# Converting Routed 6 String Body to 7 String?



## scottro202 (Dec 6, 2011)

So, if I ordered a six string body, with routes for pickups and a tremolo, could I just widen the routes for pickups, bridge, neck, etc to the dimensions they need to be so I could get a 7 string neck and stick it on there? 

Thanks!

Scotty


----------



## BobSmoke (Dec 6, 2011)

You can, so long as the 7string neck is the same scale length as the original 6string. That's how I made my 'frankenseven' (as I call it- look a bit further down the posts in this section). 

Mine didn't have the bridge routed, so it was a bit different in my case. 

You'll also need to plug and trem post holes and re drill, if it's a floating trem. 

What body were you thinking of going for?


----------



## scottro202 (Dec 6, 2011)

A Tele-style body of some sort.
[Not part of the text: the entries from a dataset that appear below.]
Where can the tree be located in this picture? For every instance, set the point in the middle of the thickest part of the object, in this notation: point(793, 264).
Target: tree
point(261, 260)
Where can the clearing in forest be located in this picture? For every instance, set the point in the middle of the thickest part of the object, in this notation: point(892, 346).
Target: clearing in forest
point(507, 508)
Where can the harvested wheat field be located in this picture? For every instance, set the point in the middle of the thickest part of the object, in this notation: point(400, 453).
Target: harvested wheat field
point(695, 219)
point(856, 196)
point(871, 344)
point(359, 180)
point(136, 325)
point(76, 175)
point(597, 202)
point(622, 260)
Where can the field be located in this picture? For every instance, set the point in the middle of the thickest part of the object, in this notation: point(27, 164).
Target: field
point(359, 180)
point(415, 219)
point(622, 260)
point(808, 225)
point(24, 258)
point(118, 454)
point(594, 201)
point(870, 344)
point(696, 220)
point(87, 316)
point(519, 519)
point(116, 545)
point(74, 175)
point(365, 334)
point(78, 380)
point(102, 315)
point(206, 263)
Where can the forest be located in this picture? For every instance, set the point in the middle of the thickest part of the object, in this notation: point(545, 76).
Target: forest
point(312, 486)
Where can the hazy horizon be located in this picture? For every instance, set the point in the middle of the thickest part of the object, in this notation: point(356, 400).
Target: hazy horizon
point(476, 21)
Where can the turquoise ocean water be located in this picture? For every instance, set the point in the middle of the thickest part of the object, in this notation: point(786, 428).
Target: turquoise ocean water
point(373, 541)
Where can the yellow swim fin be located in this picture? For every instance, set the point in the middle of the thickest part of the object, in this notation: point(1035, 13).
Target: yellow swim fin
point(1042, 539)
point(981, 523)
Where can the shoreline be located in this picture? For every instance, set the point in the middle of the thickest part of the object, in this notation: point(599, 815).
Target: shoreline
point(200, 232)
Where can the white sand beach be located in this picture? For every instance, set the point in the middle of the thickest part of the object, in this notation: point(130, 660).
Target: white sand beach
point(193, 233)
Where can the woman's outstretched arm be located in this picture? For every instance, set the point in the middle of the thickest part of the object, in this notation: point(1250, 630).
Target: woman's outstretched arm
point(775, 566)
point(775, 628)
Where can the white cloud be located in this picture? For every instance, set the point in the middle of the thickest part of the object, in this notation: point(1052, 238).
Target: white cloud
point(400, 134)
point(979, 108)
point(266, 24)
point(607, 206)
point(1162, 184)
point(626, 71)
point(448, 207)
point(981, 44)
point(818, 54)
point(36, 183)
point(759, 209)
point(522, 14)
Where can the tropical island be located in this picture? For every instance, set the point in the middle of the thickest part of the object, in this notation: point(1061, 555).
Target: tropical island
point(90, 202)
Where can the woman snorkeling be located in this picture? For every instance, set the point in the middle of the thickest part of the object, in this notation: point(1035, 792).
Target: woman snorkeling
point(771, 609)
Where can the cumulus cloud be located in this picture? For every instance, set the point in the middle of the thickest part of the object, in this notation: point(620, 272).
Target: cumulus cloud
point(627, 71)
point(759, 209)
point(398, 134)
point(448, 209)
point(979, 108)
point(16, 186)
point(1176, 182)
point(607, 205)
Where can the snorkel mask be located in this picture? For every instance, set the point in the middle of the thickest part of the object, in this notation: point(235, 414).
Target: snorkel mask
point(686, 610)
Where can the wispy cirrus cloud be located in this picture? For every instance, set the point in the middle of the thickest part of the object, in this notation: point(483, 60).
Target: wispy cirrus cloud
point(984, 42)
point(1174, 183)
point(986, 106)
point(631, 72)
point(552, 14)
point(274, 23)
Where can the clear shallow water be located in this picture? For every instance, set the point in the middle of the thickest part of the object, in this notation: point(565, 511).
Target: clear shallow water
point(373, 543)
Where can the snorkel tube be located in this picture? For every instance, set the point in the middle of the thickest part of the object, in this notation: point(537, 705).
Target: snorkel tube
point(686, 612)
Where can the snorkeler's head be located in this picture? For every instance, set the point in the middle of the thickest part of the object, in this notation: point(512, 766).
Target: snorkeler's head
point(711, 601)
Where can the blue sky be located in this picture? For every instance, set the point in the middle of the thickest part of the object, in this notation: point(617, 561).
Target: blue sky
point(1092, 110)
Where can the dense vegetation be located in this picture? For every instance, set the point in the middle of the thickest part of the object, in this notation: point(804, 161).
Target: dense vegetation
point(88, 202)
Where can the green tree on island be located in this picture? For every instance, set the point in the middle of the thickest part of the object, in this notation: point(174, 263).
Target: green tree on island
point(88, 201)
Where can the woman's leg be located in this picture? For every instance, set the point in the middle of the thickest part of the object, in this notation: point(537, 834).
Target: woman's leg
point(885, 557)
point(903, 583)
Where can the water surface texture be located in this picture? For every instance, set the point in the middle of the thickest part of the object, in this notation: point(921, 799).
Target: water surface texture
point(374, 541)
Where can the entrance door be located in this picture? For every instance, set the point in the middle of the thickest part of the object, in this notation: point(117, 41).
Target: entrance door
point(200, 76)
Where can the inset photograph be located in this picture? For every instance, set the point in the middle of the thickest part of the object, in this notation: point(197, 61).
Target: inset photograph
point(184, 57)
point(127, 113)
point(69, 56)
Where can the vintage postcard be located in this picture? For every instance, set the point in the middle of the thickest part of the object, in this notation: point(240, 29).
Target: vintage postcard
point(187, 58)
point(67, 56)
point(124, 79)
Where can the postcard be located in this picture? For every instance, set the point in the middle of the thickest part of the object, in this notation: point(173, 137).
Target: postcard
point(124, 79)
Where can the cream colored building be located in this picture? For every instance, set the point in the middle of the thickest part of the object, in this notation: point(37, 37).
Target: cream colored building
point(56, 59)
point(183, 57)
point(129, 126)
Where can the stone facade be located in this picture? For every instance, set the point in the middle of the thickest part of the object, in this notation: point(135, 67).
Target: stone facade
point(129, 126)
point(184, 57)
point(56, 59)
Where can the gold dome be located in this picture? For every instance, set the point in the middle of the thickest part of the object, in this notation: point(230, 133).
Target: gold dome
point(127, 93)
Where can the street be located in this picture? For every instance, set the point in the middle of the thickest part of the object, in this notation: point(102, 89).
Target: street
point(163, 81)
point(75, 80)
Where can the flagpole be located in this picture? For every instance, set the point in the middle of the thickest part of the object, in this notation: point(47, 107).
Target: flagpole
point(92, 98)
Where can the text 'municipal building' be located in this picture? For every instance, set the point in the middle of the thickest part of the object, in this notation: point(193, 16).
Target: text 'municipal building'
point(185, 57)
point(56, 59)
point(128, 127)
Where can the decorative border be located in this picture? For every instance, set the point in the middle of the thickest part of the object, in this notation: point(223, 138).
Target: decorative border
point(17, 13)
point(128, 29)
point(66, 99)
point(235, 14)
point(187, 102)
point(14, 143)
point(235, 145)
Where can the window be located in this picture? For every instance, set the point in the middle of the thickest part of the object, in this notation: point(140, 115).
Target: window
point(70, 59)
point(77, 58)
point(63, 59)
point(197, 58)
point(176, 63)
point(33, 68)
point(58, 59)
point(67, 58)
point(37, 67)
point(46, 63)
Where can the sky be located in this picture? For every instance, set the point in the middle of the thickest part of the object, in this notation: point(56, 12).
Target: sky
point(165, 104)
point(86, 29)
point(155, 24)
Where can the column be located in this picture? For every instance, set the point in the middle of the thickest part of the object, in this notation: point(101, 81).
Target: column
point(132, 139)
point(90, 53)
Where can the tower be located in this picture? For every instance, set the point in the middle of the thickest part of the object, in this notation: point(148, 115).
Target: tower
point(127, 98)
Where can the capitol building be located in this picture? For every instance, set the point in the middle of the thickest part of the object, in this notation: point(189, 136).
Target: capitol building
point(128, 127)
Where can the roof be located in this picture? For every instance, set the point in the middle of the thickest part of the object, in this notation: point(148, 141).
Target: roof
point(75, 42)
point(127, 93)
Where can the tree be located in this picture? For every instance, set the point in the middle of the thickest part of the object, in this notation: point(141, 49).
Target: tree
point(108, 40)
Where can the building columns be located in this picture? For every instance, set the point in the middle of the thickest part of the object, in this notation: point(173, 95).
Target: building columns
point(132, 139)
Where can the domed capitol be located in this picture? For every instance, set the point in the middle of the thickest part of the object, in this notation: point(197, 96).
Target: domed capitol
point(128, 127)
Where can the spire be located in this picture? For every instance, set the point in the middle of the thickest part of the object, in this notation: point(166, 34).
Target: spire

I'll probably just put a strat-style hardtail on it though, since 7 string tele bridges are impossible to find


----------



## BobSmoke (Dec 6, 2011)

Should be do-able then! Been a few tele style sevens done by other forum members. Good luck! Look forwards to seeing where you go with this.


----------



## Jonisbrutal (Dec 7, 2011)

Here's a cool one some guy built out of an ibanez UV neck, and an old tele body.
Pretty neat build.

7-string Telinez - Telecaster Guitar Forum


----------



## youlhann (Aug 22, 2012)

Hey.

Sorry to post in an old thread but this seems to be the right one for my question.

I'm planning to turn a cheap explorer with a horrible neck into a seven strings guitar, because I traded my cheap 7 for EMG pickups, but have now no guitar to put them in...

So I plan to buy a 7 strings neck, and do more or less the same things listed by Scotty.


The main problem I'm actually wondering about is if I should worry about the neck radius when choosing the bridge.

I read that Stratocasters or Les Paul necks usually don't have the same radius.
So could a hardtail bridge be a problem if the neck as a Gibson like radius ? Or a TOM with a Fender like radius ?


Then the scale thing that BobSmoke talked about is to be considered only if I don't want to move the bridge, right ? (a TOM on the guitar actually)

But it seems to me that I won't find a 7 strings bridge with the same size as the one actually installed so I don't really get how I could change it without drilling new holes, if I'm misunderstood I'd appreciate some explanations please.

Finally I'm wondering about the neck slot.

Will I have to make it deeper if the new neck installed is thicker than the original so that the fretboard stays at the same height ?
Or is this unrelevant as I would just have to adjust the bridge height according to the neck height and that would be enough ?

Thanks.


----------